For now, President Bush's official stance is to encourage the Iranian people to push the mullah regime aside themselves, but observers believe that the policy is not yet firm, and that has created an opportunity for activists. Neoconservatives advocating regime change in Tehran through diplomatic pressure — and even covert action — appear to be winning the debate within the administration, several knowledgeable observers said.

"There is a pact emerging between hawks in the administration, Jewish groups and Iranian supporters of Reza Pahlavi [the exiled son of the former shah of Iran] to push for regime change," said Pooya Dayanim, president of the Iranian-Jewish Public Affairs Committee in Los Angeles and a hawk on Iran.

Meanwhile, in Congress, Democrat Rep. Tom Lantos of California is sponsoring a resolution supporting the people of Iran against the regime. Republican Senator Sam Brownback of Kansas has introduced an amendment that would set aside $50 million to fund Iranian opposition television and radio stations in Los Angeles — most of which promote a restoration of the shah's monarchy — as well as human rights and pro-democracy groups.

Supporters of the shah's son, Pahlavi, have been supporting Brownback's amendment, know as the Iran Democracy Act.
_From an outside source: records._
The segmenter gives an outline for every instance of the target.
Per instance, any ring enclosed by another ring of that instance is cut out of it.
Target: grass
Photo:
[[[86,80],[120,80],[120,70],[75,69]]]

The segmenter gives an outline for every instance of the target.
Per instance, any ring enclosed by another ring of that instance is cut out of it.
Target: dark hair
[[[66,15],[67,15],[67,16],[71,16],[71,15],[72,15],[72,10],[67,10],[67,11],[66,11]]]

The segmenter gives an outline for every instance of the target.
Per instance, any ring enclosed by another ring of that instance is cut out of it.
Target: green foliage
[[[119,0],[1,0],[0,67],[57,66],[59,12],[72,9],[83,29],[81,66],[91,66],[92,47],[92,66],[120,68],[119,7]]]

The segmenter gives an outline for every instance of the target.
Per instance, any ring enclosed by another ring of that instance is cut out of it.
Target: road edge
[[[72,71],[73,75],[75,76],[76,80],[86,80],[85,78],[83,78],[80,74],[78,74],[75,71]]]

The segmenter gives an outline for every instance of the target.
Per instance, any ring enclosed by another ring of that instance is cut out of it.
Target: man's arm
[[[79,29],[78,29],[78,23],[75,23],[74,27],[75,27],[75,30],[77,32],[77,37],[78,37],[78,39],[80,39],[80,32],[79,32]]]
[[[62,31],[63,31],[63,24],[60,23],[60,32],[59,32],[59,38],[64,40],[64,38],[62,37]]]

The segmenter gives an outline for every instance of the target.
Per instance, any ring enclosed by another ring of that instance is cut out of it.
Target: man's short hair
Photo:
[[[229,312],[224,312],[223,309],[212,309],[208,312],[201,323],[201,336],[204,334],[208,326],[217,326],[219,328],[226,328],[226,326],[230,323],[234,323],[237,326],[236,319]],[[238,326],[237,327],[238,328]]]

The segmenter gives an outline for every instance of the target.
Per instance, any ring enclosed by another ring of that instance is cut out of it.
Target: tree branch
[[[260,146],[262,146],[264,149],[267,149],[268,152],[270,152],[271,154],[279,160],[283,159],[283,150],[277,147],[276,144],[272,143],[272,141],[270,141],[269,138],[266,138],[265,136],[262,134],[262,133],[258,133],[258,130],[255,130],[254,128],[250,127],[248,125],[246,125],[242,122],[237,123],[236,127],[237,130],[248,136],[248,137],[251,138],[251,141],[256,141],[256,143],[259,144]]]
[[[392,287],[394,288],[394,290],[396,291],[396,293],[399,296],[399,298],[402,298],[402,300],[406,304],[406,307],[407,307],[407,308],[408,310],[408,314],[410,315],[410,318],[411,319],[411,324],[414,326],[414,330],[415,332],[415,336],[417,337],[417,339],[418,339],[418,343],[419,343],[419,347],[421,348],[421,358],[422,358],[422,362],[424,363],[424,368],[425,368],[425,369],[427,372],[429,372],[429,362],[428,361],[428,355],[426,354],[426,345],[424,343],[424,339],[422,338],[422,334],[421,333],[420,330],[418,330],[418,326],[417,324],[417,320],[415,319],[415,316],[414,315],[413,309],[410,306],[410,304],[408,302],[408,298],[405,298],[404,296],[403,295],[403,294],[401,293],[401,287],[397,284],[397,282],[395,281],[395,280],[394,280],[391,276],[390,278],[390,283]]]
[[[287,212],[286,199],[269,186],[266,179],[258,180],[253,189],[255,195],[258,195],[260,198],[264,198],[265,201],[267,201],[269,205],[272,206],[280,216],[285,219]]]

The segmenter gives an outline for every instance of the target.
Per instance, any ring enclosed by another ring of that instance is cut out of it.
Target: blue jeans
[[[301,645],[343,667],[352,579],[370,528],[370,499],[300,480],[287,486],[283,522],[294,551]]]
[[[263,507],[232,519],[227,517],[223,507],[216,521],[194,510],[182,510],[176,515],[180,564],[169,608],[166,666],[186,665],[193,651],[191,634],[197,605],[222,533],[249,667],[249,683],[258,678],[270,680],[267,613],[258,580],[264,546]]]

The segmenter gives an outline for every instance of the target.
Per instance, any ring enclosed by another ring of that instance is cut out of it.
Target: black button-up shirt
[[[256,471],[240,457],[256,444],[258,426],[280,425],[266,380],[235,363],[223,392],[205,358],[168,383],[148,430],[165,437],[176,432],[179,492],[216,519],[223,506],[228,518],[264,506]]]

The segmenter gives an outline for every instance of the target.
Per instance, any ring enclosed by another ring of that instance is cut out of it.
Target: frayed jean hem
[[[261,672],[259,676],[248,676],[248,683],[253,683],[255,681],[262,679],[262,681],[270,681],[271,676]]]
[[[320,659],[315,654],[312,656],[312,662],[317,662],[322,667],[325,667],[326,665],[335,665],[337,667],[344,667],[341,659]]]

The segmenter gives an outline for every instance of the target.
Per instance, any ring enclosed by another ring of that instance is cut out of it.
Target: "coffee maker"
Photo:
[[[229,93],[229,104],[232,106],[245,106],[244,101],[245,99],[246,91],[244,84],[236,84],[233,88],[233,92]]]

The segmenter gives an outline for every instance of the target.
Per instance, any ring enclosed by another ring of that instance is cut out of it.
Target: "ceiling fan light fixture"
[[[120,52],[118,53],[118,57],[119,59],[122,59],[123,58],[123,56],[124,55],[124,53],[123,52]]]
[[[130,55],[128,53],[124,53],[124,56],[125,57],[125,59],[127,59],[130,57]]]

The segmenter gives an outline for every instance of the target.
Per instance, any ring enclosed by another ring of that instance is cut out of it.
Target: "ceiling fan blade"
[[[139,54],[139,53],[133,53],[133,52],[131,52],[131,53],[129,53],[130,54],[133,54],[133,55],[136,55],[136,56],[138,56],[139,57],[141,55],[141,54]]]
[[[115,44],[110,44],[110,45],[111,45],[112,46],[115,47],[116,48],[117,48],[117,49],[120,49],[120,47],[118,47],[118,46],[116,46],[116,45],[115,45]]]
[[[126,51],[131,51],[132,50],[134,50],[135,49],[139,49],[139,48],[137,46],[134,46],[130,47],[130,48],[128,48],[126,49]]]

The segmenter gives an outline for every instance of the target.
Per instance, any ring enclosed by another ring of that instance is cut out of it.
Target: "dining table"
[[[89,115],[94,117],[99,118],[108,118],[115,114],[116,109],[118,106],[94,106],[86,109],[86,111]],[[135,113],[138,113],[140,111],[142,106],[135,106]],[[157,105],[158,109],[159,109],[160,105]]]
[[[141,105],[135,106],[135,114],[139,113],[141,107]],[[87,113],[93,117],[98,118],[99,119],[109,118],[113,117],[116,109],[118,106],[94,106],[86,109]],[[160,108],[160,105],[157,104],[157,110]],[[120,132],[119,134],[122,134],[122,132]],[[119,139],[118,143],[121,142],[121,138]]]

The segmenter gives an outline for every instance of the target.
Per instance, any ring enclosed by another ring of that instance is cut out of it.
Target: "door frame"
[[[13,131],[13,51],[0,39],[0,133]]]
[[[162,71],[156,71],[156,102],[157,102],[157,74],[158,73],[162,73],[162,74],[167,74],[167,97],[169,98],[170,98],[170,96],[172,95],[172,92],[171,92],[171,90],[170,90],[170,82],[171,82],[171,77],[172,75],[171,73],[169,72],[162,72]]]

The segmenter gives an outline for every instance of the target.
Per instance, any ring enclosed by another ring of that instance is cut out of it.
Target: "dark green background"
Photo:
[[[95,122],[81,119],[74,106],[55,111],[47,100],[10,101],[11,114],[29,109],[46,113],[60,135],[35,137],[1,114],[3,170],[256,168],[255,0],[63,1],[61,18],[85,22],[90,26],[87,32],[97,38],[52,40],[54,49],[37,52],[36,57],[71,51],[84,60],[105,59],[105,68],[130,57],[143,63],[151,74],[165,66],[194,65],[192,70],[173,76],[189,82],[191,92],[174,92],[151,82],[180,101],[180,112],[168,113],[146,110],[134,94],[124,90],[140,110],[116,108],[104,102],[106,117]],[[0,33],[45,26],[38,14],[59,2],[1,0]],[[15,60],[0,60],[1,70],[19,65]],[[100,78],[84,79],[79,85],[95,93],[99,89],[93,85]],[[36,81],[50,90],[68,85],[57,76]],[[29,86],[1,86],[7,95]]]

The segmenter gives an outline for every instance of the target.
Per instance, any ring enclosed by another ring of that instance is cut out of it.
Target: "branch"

So has the main pro-Israel lobby, the American Israel Public Affairs Committee.


So the drumbeating begins.

An end to the threat of Islamic terrorism requires, not just the toppling of one state sponsor of terrorism in Iraq, but the toppling of the regime that is the Middle East's most active promoter of terrorism--and the most virulent center of the ideology behind Islamic terrorism: the theocracy that rules Iran.

The most recent evidence for the urgent need to confront Iran is the simmering conflict in southern Iraq. Post-war Iraq has been touted by the administration as an attempt to create a free, peaceful, and prosperous society as a model to be followed by dissidents in neighboring countries like Iran. But Iran also wants to turn Iraq into a model--a model for American humiliation and the triumph of Islamic fanaticism.

The evidence of meticulous Iranian planning is everywhere. Note that Shiite demonstrators showed up just days after the fall of Baghdad carrying elaborate, professionally made banners proclaiming their theocratic agenda--with slogans printed in both Arabic and English, for the benefit of the Western media. This is not the work of poor, uneducated Iraqi peasants. It is the work of well-funded political operatives. Indeed, U.S. forces have already begun to capture Iranian agents in Iraq and believe that thousands more Iranian-backed fighters have flooded over the border in the past month.